28/07/2010

Piegas, brega, cafona. Mas de verdade.

Sei que meu último post sobre a Elza Soares não fez muito sucesso.
Mas não poderia me fingir de indiferente depois de assitir um show dessa... diva!

É doído ver Elza no palco e poltronas vazias no teatro. Fosse em qualquer outro lugar do mundo, estaria no alto de pedestal, intocável, para ser contemplada.

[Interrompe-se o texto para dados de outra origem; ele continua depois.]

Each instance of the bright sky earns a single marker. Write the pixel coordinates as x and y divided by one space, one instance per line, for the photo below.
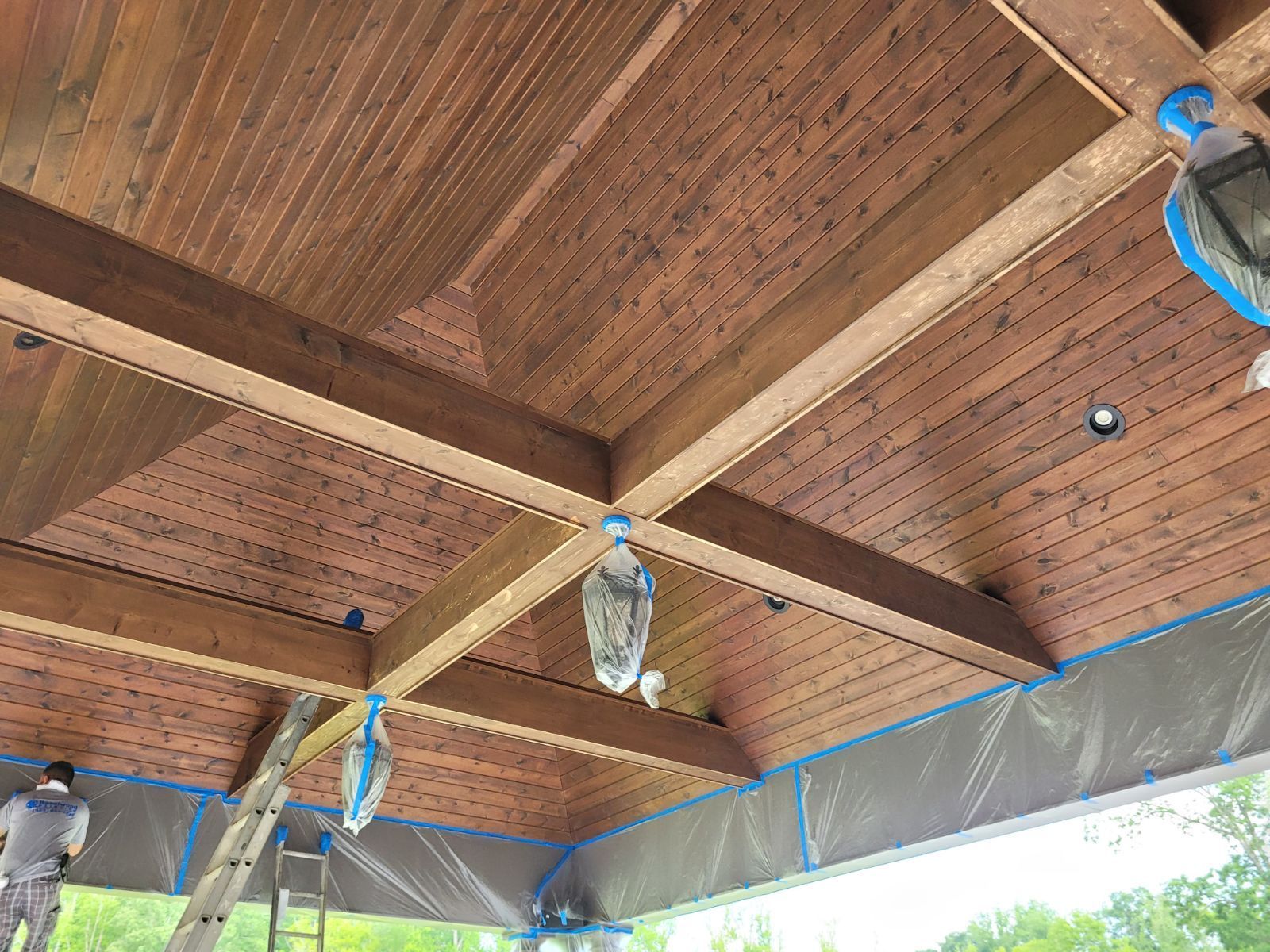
914 903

Dói ainda mais ver ainda hoje a marca do preconceito, que a acompanhou por toda uma vida. Elza, que abdicou da sua carreira no auge para salvar a vida do homem que amava, vítima do álcool, persiste sendo rotulado como 'a mulher que desviou Garrinhca do caminho'. Ignorância e preconceito que me indignam.

Ela é aquele tipo de pessoa que tinha tudo para dar errado - mulher, negra, pobre, mãe de família ainda na adolescência. Mas Elza deu certo.


O título de cantora do milênio, concedido pela BBC de Londres, é só um detalhe, uma prova (como se precisasse!) de que, sim, estamos diante de uma entidade da Música Popular Brasileira. Mais: uma artista símbolo da resistência, da coragem, do talento que derruba barreiras. Uma mulher que fez o melhor que pode com o dom que Deus lhe deu.

Quando o show terminou e entrei no camarim, não estava com câmera nem nada para registrar. E nem queria. Na verdade, preferia que nada me distraísse daquele momento. De frente com Elza, me apressei em dizer apenas uma coisa, que minutos antes tinha enviado pela Bia ao celular. Piegas, como qualquer declaração apaixonada. Apaixonada e verdadeira, devo advertir:

"Esse show mudou minha vida"

E a diva, a cantora do milênio, a entidade, a menina de Água Santa, a estrela da minha Mocidade Independente, a bossa negra, a feiticeira do ritmo... fez uma pergunta simples, mas bastante interessada. Apesar de óbvia, confesso que não esperava:

"Por que?"

E eu, depois de tropeçar nas palavras, embargar a voz, encontrei as palavras que melhor respondiam aquela pergunta. Encontrei, em uma frase, uma síntese do que foi a noite. Uma explicação possível para tudo que vivi naqueles 60 minutos:

"Porque alguma coisa que saiu daí, tocou aqui"

2 comentários:

Gabriel Araujo disse...

Não sei se fosse fora se colocariam pedestal não... vide exemplos como Michael Jackson ou a própria Witney Houston, grandes no que fazem/faziam só pra citar, mas que ficaram servindo de pauta pra tabloide... é o mundo do descartável meu amigo.

Giovana Damaceno disse...

Exatamente pelos motivos citados nos dois posts é que ela só faz sucesso fora do Brasil. Experimente ouvir os canais de jazz da sofisticada AccuRadio.com.